Amanda Berenguer ha investigado la topología, la generación de espacios, marinos o no. Su lugar de elección es la botella de Klein: “Depende del sitio en el que pongas al objeto, que es fundamental; y en el lugar donde te pongas tú, también. Así es que a mí se me ocurrió ponerme dentro de una botella, y sentirme que estoy dentro de una botella. La botella verde es eso, un lugar: un lugar sin lugar. Esa cosa ocurre con la cinta de Moëbius porque es una superficie que no tiene ni adentro ni afuera.”
Al generar espacios múltiples, el “bufón” sigue “el camino del dios” (Juan Salzano). Pienso en Philippe Sollers: “Lo sagrado sin humor es una impostura; el humor sin lo sagrado, una caricatura”. Sagrado y humorístico, revirtiendo todos los valores, desarticulando la impostura del dogma, el escepticismo barroco sigue alerta atendiendo al misterio, ejerce una responsabilidad sagrada con espíritu espontáneo y juguetón.

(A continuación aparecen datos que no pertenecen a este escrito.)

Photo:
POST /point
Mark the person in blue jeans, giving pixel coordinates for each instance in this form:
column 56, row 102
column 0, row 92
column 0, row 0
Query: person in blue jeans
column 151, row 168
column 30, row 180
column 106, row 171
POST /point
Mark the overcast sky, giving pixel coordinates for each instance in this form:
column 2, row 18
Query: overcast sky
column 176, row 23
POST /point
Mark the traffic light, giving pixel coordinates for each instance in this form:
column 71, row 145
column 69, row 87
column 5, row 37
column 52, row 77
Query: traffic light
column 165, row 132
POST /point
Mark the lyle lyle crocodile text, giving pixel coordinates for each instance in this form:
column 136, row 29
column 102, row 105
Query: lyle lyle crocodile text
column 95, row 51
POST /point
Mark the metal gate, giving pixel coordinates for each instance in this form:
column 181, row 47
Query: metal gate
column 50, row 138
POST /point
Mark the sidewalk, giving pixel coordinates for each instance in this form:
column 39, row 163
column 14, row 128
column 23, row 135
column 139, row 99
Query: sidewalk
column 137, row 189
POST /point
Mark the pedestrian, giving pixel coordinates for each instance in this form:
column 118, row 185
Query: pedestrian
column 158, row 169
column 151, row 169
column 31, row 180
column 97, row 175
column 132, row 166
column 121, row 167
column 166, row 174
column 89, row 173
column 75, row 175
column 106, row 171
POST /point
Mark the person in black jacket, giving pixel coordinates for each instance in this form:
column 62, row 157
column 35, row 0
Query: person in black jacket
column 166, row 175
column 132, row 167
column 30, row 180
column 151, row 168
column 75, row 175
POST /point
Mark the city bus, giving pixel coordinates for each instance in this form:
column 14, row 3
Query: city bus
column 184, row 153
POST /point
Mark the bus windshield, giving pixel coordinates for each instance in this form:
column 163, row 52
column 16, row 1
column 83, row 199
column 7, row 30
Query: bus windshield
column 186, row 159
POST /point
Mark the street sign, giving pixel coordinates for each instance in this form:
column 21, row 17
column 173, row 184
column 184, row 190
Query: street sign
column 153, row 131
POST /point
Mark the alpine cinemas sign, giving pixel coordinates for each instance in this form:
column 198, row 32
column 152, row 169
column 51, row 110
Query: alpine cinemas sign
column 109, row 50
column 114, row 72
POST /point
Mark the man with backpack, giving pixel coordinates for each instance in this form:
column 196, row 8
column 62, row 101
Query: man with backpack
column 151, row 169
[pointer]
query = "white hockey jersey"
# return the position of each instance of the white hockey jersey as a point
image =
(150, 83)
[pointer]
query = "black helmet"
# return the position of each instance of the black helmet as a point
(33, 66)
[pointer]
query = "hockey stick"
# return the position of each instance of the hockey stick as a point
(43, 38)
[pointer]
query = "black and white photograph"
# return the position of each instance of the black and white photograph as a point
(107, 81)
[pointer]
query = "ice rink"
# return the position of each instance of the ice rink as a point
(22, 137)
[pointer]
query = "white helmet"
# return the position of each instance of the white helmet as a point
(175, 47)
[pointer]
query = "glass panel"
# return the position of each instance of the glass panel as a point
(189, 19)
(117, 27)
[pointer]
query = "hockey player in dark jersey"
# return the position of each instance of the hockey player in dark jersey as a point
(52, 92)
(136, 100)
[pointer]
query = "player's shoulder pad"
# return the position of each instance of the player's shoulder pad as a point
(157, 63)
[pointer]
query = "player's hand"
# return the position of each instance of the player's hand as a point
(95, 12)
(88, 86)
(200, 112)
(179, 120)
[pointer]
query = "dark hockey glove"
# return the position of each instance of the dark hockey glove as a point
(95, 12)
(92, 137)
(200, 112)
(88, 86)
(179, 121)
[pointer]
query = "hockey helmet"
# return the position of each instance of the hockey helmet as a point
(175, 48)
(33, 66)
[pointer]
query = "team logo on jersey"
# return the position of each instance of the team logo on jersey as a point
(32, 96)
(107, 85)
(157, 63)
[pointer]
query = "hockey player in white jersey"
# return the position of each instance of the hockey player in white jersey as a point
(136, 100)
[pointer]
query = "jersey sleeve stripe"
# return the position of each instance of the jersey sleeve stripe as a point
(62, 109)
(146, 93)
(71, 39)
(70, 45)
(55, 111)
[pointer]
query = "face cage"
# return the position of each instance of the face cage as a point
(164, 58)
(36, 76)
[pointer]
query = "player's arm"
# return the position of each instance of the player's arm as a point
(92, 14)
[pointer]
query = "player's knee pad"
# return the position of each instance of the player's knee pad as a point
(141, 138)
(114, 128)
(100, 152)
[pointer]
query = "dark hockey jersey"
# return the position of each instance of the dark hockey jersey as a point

La cantilena se articula en las pautas del verso, los impulsos (“un rasguño huidizo y un graznido”, Reynaldo Jiménez) generan cada fase —cada frase, o conjunto de frases, cortas o largas—. Un látigo de repente produce un chasquido. Una manera de entonación, un aliento, antes que nada: el canto de los cedros en la taiga. Luego un sujeto, un resultado: “fui empezado” (Nakh Ab Ra). El pájaro canta, el hombre pájaro (Papageno) habla la lengua de los pájaros, sostiene el gorjeo, la modulación, colma de palabras que caen como peces todavía vivos en el cabrilleo. “Suruvu es el alma-palabra convertida en párraro” (Wilson Bueno).
He aquí la chanson, el envío. Un ser de paso sacude los huesos y remueve el serpentario. No es una hembra, es un hembroide.
“Canta la noche salvaje/ sus ventriloquias del Congo/ en un gangoso diptongo/ de guturación salvaje” (Julio Herrera y Reissig).